Parity measurement on a cavity state

When we first perform the operation \({\hat{R}}_{J}^{y}(\pi \mathrm{/2)}\) on the initial transmon state |gJ, a conditional cavity-rotation gate \({\hat{C}}^{p}(\phi )\) is given by

$${\hat{C}}_{A\,J}^{p}(\phi )[\frac{1}{\sqrt{2}}|\alpha {\rangle }_{A}{(|g\rangle }_{J}+|e{\rangle }_{J})]=\frac{1}{\sqrt{2}}{(|\alpha \rangle }_{A}|g{\rangle }_{J}+|\alpha \,{e}^{i\phi }{\rangle }_{A}|e{\rangle }_{J}),$$

and the operated state with φ = π is represented by

$${\hat{C}}_{A\,J}^{p}(\pi ){\hat{R}}_{J}^{y}(\pi \mathrm{/2)}\,|{\Psi }_{4}{\rangle }_{A}|g{\rangle }_{J}\propto |{\Psi }_{4}{\rangle }_{A}|g{\rangle }_{J}+\,{(a{\mathrm{|0}}_{4}\rangle }_{A}-b{\mathrm{|1}}_{4}{\rangle }_{A}+c{\mathrm{|2}}_{4}{\rangle }_{A}-d{\mathrm{|3}}_{4}{\rangle }_{A})|e{\rangle }_{J}\mathrm{.}$$

Finally, if we apply an additional \({\hat{R}}_{J}^{y}(\pi \mathrm{/2)}\) and measure the superconducting qubit in \({\{|g\rangle }_{J}{\langle g|,|e\rangle }_{J}\langle e|\}\), the cavity state is projected on the even- or odd-photon subspace such as parity measurement in \({\mathrm{\{|0}}_{4}\rangle \langle {0}_{4}|+{\mathrm{|2}}_{4}\rangle \langle {2}_{4}{\mathrm{|,|1}}_{4}\rangle \langle {1}_{4}|+{\mathrm{|3}}_{4}\rangle \langle {3}_{4}\mathrm{|\}.}\) For example, if the superconducting qubit is measured in |e〉 (or |g〉), the total state is projected in even (odd) photon numbers and the parity measurement is represented by

$${\hat{P}}^{Par}(even/odd)=|e/g{\rangle }_{J}\langle e/g|{\hat{R}}_{J}^{y}(\pi \mathrm{/2)}{\hat{C}}_{A\,J}^{p}(\pi ){\hat{R}}_{J}^{y}(\pi /\mathrm{2).}$$

SNAP gate for a logical single-qudit phase gate

The original motivation of SNAP gate was to cancel out the self-Kerr effect in each cavity independently because self-Kerr effects dominantly influence the shape of the cavity state in a physical setup if the evolution time is not short. This unique circuit-QED technique works in a dispersively coupled cavity-transmon system32 and has been demonstrated to minimize phase distortions acquired during the self-Kerr interaction period. The dispersive energy shifts of the cavity system allow a phase gate in individual Fock states to be addressed by driven microwaves.
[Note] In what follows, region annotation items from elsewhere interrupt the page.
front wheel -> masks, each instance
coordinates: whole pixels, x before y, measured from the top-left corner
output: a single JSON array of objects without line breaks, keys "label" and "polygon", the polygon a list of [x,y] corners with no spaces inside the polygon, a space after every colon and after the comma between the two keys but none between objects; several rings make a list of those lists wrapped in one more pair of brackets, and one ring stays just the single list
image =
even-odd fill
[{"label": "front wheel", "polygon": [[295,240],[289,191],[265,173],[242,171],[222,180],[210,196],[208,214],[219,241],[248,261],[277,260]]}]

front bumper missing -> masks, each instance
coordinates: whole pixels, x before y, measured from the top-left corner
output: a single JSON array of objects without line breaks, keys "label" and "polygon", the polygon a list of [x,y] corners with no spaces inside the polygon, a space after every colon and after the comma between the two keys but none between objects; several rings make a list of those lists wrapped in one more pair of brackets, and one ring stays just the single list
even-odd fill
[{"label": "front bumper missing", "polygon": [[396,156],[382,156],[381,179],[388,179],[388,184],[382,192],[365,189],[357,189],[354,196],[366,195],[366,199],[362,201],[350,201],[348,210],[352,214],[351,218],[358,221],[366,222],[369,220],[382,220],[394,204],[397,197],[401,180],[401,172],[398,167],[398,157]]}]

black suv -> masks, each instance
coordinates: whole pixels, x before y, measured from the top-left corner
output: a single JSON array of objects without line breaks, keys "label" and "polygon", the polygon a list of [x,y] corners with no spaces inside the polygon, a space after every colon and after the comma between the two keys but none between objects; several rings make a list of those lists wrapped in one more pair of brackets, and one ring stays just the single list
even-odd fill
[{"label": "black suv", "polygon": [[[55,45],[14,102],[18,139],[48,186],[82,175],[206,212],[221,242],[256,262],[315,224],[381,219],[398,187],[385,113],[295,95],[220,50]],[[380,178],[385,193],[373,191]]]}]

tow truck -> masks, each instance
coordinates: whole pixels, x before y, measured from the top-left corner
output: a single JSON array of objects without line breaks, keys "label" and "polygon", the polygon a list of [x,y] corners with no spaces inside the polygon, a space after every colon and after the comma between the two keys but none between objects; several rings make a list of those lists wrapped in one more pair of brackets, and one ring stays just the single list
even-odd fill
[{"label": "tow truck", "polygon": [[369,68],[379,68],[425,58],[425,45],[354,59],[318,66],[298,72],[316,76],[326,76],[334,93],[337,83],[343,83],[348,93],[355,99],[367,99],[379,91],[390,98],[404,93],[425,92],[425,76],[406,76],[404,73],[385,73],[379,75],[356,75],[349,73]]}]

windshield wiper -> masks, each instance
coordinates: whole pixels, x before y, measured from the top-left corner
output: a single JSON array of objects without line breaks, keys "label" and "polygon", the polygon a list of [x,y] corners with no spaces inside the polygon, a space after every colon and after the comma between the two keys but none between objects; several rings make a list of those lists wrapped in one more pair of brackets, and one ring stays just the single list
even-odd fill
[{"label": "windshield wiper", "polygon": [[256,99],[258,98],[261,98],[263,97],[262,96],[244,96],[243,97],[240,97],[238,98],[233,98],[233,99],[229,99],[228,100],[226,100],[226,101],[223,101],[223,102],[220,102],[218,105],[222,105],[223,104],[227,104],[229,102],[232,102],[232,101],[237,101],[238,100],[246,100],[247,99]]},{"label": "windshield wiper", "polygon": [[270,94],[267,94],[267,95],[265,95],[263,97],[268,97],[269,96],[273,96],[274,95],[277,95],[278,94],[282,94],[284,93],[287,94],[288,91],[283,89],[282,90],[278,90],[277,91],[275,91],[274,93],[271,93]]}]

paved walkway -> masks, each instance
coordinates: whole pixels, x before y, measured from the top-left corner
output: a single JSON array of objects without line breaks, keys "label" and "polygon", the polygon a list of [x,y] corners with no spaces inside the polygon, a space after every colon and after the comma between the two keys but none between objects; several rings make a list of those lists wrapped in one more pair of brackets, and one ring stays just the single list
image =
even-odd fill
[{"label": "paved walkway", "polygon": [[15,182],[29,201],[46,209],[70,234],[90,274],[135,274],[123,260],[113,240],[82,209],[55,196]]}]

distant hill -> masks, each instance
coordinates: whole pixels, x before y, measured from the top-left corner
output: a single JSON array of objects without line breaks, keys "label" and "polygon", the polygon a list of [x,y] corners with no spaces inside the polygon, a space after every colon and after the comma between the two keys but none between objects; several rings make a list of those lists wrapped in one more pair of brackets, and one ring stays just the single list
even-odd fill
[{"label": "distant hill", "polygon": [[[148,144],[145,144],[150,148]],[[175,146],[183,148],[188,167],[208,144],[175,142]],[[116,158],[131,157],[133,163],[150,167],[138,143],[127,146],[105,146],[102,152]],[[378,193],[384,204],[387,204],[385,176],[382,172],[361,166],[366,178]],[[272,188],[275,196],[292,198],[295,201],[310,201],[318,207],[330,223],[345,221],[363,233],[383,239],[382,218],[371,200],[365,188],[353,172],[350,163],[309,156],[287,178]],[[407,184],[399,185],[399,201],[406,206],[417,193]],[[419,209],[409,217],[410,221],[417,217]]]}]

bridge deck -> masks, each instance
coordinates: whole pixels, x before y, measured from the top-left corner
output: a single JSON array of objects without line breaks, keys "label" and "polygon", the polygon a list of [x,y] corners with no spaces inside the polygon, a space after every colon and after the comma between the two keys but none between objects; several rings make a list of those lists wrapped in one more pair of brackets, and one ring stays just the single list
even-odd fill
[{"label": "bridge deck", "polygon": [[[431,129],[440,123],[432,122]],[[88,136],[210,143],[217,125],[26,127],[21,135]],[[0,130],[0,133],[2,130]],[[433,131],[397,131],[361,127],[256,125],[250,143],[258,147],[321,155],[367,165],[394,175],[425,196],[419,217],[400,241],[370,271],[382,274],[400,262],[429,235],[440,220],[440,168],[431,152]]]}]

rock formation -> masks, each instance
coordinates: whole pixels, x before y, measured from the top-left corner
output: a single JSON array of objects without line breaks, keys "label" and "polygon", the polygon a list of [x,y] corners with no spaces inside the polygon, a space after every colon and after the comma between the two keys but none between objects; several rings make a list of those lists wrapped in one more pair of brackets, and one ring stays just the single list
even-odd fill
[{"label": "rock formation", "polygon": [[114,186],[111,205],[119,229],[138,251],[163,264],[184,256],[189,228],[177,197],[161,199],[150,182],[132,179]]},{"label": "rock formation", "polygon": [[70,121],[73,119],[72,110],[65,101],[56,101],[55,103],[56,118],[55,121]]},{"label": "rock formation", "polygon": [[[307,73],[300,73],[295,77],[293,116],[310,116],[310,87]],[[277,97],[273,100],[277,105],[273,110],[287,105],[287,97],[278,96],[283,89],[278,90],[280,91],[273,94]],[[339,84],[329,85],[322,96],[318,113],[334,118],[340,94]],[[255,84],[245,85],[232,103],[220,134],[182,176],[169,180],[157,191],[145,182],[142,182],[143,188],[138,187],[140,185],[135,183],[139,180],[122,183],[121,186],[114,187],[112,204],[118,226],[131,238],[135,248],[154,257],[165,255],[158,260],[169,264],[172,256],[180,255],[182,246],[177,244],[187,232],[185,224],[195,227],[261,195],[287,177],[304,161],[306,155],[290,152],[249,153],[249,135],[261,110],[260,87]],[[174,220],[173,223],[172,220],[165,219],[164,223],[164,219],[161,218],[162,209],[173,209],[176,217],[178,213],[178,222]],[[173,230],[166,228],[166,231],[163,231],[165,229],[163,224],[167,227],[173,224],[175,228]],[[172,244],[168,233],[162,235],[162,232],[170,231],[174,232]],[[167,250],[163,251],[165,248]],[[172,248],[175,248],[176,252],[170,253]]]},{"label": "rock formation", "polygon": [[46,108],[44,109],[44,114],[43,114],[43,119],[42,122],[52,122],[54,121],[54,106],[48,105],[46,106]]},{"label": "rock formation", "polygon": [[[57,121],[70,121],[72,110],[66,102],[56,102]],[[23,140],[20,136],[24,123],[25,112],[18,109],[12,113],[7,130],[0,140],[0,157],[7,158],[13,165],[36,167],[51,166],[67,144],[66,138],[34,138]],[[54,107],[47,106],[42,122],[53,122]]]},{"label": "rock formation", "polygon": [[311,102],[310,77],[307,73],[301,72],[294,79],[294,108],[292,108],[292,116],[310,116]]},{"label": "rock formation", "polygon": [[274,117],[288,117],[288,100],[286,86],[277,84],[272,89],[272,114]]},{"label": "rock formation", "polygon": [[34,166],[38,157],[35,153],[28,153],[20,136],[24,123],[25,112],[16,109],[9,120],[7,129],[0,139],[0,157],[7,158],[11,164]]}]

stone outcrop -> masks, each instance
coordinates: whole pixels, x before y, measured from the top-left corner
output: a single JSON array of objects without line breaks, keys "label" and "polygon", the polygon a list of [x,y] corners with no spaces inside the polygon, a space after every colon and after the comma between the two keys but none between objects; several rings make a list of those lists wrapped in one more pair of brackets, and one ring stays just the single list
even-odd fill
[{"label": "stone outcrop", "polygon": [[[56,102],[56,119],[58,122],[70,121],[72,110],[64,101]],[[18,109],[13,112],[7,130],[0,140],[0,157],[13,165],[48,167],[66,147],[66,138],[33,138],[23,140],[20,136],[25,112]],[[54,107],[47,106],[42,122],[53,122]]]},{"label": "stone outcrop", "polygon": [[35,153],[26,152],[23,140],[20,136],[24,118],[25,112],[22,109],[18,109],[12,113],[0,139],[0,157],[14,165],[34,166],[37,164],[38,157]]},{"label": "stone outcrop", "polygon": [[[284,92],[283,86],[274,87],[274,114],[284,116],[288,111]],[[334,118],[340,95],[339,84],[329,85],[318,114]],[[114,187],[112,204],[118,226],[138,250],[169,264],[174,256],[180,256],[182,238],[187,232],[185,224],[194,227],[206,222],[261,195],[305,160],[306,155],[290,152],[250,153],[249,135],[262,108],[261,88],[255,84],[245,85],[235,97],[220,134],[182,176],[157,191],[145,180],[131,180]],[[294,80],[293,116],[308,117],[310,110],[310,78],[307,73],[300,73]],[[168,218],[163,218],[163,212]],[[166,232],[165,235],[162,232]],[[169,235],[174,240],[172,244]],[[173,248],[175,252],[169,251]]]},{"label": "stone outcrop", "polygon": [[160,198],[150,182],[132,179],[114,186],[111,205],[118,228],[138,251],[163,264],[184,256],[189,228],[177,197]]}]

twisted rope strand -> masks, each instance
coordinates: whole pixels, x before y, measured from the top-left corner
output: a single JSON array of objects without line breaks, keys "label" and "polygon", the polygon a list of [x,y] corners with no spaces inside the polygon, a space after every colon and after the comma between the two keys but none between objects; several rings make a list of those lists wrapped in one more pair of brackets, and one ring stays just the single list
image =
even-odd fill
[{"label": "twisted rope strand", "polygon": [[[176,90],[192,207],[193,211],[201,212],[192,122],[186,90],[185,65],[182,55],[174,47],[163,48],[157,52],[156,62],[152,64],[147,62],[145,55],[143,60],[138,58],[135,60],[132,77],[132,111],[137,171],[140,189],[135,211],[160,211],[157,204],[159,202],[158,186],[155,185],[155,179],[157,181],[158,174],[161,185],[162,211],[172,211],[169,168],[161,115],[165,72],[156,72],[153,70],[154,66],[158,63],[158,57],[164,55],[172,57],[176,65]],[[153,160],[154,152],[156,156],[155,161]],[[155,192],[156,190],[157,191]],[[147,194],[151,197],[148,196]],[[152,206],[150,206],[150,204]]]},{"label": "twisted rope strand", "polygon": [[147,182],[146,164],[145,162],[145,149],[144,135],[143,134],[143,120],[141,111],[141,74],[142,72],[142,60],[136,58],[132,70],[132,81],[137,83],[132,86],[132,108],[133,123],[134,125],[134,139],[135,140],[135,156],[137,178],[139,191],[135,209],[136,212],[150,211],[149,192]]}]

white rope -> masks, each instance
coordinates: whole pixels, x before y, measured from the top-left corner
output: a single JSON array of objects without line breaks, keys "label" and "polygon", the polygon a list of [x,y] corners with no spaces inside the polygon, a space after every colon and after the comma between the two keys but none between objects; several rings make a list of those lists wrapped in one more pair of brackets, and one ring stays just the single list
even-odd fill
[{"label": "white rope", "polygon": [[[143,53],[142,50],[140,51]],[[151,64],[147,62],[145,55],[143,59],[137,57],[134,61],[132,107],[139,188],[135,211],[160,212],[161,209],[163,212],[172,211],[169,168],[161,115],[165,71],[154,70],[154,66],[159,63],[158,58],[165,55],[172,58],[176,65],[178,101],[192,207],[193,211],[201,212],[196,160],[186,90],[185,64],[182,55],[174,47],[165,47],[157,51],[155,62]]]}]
For \({\hat{S}}^{p1}\), the outcome state from |Ψ4〉 is given by a grouped phase gate dependent on photon parities such as

$${\hat{S}}^{p1}(\varphi )|{\Psi }_{4}\rangle ={e}^{i\varphi }(a{\mathrm{|0}}_{4}\rangle +c{\mathrm{|2}}_{4}\rangle )+{e}^{-i\varphi }(b{\mathrm{|1}}_{4}\rangle +d{\mathrm{|3}}_{4}\rangle ),$$

while that for \({\hat{S}}^{p2}\)

$${\hat{S}}^{p2}(\varphi )|{\Psi }_{4}\rangle =a{\mathrm{|0}}_{4}\rangle +b{\mathrm{|1}}_{4}\rangle +{e}^{i\varphi }c{\mathrm{|2}}_{4}\rangle -d{e}^{i\varphi }{\mathrm{|3}}_{4}\rangle \mathrm{.}$$

MBQC in a three-qubit cluster state

We here describe the original MBQC protocol in a three-qubit cluster state. If three qubits are initially prepared in |+〉 in A, B, and C, two CZ gates between A and B as well as B and C, which construct a three-qubit cluster state given in

$$\mathrm{|3}CS{\rangle }_{ABC}=\frac{1}{\sqrt{2}}{\mathrm{(|0}\rangle }_{A}|\,+{\rangle }_{B}\mathrm{|0}{\rangle }_{C}+\mathrm{|1}{\rangle }_{A}|\,-{\rangle }_{B}\mathrm{|1}{\rangle }_{C}\mathrm{).}$$

In the frame of MBQC, qubits are sequentially measured in the basis vectors of \(|\pm \theta \rangle =\mathrm{(|0}\rangle \pm {e}^{-i\theta }\mathrm{|1}\rangle )/\sqrt{2}\). For example, if |±θ1〉 is measured in qubit A in Eq. (44), the resultant state is given by

$$|Ou{t}^{\pm }{\rangle }_{BC}={\sqrt{2}}_{A}{\langle \pm {\theta }_{1}\mathrm{|3}CS\rangle }_{ABC}=\frac{1}{2}{[\mathrm{|0}\rangle }_{B}{\mathrm{(|0}\rangle }_{C}\pm {e}^{i{\theta }_{1}}\mathrm{|1}{\rangle }_{C})+\mathrm{|1}{\rangle }_{B}{\mathrm{(|0}\rangle }_{C}\mp {e}^{i{\theta }_{1}}\mathrm{|1}{\rangle }_{C})]\mathrm{.}$$

In the case that the outcome is |±θ1B, the final outcome state is equal to

$$|Ou{t}^{{+}_{1}{+}_{2}}({\theta }_{1},{\theta }_{2}){\rangle }_{C}={\sqrt{2}}_{B}{\langle +{\theta }_{2}|Ou{t}^{+}({\theta }_{1})\rangle }_{BC}={e}^{\frac{i}{2}({\theta }_{1}+{\theta }_{2})}{R}^{z}({\theta }_{1})H{R}^{z}({\theta }_{2})|\,+\,{\rangle }_{C}\mathrm{.}$$

As shown in Table 2, this protocol is equivalent to two single-qubit rotations and two sequential projective measurements on A and B. Thus, this procedure of MBQC is equivalent to the operation of two single-qubit gates with phases θ1 and θ2.